In Israel, diesel is considered the largest cause of illness and death linked to air pollution. Vehicles running on the fuel account for about 17 percent of all kilometers traveled around the country, but are responsible for about 80 percent of lung-damaging pollutants.

As part of its plan, the ministry aims to reduce pollution by vehicles in the “heavy and old” category weighing more than 12 tons, or passenger vehicles weighing more than 3.5 tons such as buses and minibuses. Ambulances produced before 2005 also fall into this category.

At the end of last year there were 40,000 such vehicles on the roads, a quarter of which were “heavy and old.” Such vehicles are now tested during annual inspections and tagged as polluting vehicles when appropriate.

Owners of such cars, vans, trucks and buses have the option of government subsidies to install filters, or a refund for junking the vehicles and recycling the parts.
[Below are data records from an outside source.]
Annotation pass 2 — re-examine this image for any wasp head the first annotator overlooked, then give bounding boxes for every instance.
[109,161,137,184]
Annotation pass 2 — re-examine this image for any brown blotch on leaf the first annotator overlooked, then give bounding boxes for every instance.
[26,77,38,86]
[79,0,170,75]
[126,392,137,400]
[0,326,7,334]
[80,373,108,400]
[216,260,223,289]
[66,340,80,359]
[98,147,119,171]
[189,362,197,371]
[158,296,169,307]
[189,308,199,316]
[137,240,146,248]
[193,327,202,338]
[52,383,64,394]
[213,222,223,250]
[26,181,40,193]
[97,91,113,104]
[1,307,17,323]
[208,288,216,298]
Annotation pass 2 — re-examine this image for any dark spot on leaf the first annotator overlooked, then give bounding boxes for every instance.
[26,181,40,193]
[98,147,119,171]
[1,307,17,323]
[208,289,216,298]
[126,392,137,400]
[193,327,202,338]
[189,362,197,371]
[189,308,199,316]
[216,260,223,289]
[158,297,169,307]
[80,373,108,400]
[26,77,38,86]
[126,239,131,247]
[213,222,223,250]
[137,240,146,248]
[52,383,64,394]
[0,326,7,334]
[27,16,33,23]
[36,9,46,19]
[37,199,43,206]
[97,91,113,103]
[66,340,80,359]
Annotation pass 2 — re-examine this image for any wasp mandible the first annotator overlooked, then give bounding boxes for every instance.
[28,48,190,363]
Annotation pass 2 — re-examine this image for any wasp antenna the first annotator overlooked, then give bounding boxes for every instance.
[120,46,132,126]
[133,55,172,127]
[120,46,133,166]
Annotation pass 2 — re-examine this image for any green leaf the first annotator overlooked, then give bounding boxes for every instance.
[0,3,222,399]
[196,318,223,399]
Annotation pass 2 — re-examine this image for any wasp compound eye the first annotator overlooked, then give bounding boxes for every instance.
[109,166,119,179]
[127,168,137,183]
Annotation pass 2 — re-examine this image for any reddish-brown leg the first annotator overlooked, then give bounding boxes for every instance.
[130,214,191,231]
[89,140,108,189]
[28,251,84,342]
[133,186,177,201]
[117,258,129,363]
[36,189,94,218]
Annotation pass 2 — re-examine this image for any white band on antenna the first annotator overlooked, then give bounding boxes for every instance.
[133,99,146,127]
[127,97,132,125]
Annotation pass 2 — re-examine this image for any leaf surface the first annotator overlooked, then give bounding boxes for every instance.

Both options are gaining pace, the ministry said.

Another part of the plan is the establishment of “pollution-free” zones in larger cities where heavily polluting vehicles are not yet banned; such zones now exist in Haifa and Jerusalem.

But Israelis are still buying new vehicles that run on diesel; the government has not yet raised taxes high enough to squelch this market segment.

Arie Wenger of the Israel Union for Environmental Defense said electricity-based public transportation had to be encouraged to help stamp out diesel.

“In the meantime, hundreds of thousands more vehicles are on the roads, some of which run on diesel fuel,” he said. “Eventually they will also get old and cause pollution.”